Science is Changing, Can I Change Too?

Science is changing. Change is hard though and I have struggled while trying to reconcile my own self-interested pursuits (e.g., being right, tenure) with what I see as crucial changes in methodological and statistical approaches across science. This transition time can be a hard one for those of us with old habits: Even though I’m convinced by the many eloquent and logical arguments for things like pre-registration, direct replication, open science, and an end to questionable research practices, the truth is that admitting we did things wrong before means that I did things wrong before — that I might be here because I did things that I now see as objective errors. That’s a hard pill to swallow.

These hard realizations require a response, and in the past three years I have tried to transform my own approach to science. This includes a shift in my lab to more direct replications, open data and materials for manuscripts, designs with higher statistical power — including larger N and the use of within subjects designs, avoidance of questionable research practices (e.g., optional stopping, selective reporting, outlier exclusion), pre-registration, and a different approach to manuscript review which involves weighing the strength of the evidence in addition to theory and novelty.

Have I been successful in changing the ways in which I conduct science? Let’s take a look at the evidence.

Like some of my more courageous colleagues, I conducted an audit of all my published individual studies since that started in January of 2009. I divided my published record in half based on my own awareness of questionable research practices and open science — which started somewhere around late 2011 to early 2012. The studies published between 2009 and 2012 represent my pre-awareness period and the ones published between 2013 and the present come from my post-awareness period. To evaluate the quality of my methodological practices in these two periods I used the most relevant hypothesis from each study to identify a focal statistical test and then I recorded the test statistic for that focal test in a spreadsheet here. I then plugged the focal statistics into the p-checker app. The results have been summarized below:

M. W. Kraus (2009-2016). Audit of Research Practices

What you can see from these data is an improvement across all measures of publication bias between the pre- and post-awareness time periods. Aside from the p-curve, my pre-awareness R-index and test of insufficient variance (TIVA) are consistent with the existence of an unhealthy amount of publication bias — the first (R-Index) suggests the likelihood of successful replication whereas the second (TIVA) suggests variance between study results is potentially reduced by publication bias. In contrast, the post-awareness period shows improvements across all three metrics of publication bias (though TIVA is still < 1). I’m bummed about where I’ve been, but proud of where I’m going.

You can also see some changing design choices reflected in my post-awareness period. The median sample size has increased from N = 109 to N = 178, and I actually hope to lift my minimum sample size to N = 200 for the rest of my career. Implementing larger samples can mean moving online for more of your data collection, and you can see that happening with my data collection practices: Whereas less than 20% of my published studies came from online crowd-sourcing survey communities like MTurk in the pre-awareness period, that number is closer to 42% now.
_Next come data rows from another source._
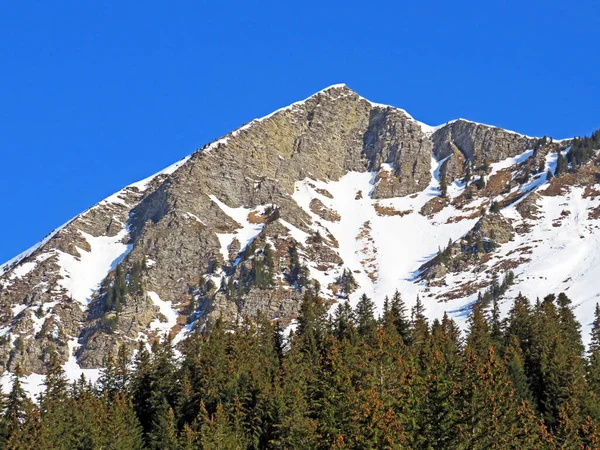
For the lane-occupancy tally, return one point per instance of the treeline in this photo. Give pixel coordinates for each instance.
(347, 381)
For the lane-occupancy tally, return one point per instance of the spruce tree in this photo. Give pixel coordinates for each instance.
(364, 315)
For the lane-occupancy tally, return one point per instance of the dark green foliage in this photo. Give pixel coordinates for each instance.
(352, 381)
(583, 149)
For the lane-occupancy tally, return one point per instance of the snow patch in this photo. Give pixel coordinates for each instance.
(81, 277)
(167, 311)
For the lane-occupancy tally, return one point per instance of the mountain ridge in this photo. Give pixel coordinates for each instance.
(323, 183)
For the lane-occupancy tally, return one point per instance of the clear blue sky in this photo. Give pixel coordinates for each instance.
(96, 95)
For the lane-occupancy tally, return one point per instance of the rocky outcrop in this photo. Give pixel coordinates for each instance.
(479, 143)
(489, 232)
(190, 227)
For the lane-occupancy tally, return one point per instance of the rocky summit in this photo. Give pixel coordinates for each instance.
(333, 194)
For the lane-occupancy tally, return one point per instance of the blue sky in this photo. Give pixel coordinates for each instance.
(96, 95)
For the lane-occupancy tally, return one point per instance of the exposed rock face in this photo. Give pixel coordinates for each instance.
(199, 228)
(394, 139)
(489, 231)
(479, 142)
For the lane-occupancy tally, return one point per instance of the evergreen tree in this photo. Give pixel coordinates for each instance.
(594, 354)
(364, 314)
(398, 315)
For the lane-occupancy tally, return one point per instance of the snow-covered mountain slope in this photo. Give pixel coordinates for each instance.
(336, 184)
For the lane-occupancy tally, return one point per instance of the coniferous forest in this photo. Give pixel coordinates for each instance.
(349, 381)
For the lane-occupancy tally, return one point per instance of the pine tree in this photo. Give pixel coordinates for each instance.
(17, 405)
(123, 430)
(398, 314)
(364, 315)
(594, 354)
(443, 186)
In addition to these online data collection practices, I have increased my lab/field N by using more creative data collection strategies in the field (see here) and by searching for large pre-existing data sources (e.g., here). Besides increasing N and implementing more within subjects designs I have also looked for ways to elicit larger effects with more powerful manipulations and more extreme samples.

I also started to adopt some new scientific practices that I hope will improve the robustness of my own research: Whereas my pre-awareness period includes zero (!!!) direct replications of focal results from my own studies I have started including these more frequently into new study designs. My goal is to devote one project per year exclusively to this direct replication initiative. I have also started the process of making data and materials available for my published studies, and will continue to expand these open practices. I’ve even published two studies with pre-registered data collection and analyses. I‘m also actively looking for additional tools and strategies to up the reproducibility of my research.

One consequence of these changing practices is that my science has slowed down a little bit — with fewer articles published in the post-awareness relative to the pre-awareness period. Higher quality methods require more time and effort per study. This is a trade-off that I think everyone can become more comfortable with over time, especially as it should accompany more reliable results. Qualitatively, I also find that each of my newer papers is a little more narrowly focused on a particular hypothesis — a feature consistent with having to implement more direct replications of prior research.

“Openness is not needed because we are untrustworthy; it is needed because we are human.” — Brian Nosek, Jeffrey Spies, and Matt Motyl (here)

Science is a big thing, but changing it relies on simple decisions made by individual researchers. I wrote this as an admission that I need to change, and as a call to action for others. I hope you will answer the call in your own labs and in the pages of our journals.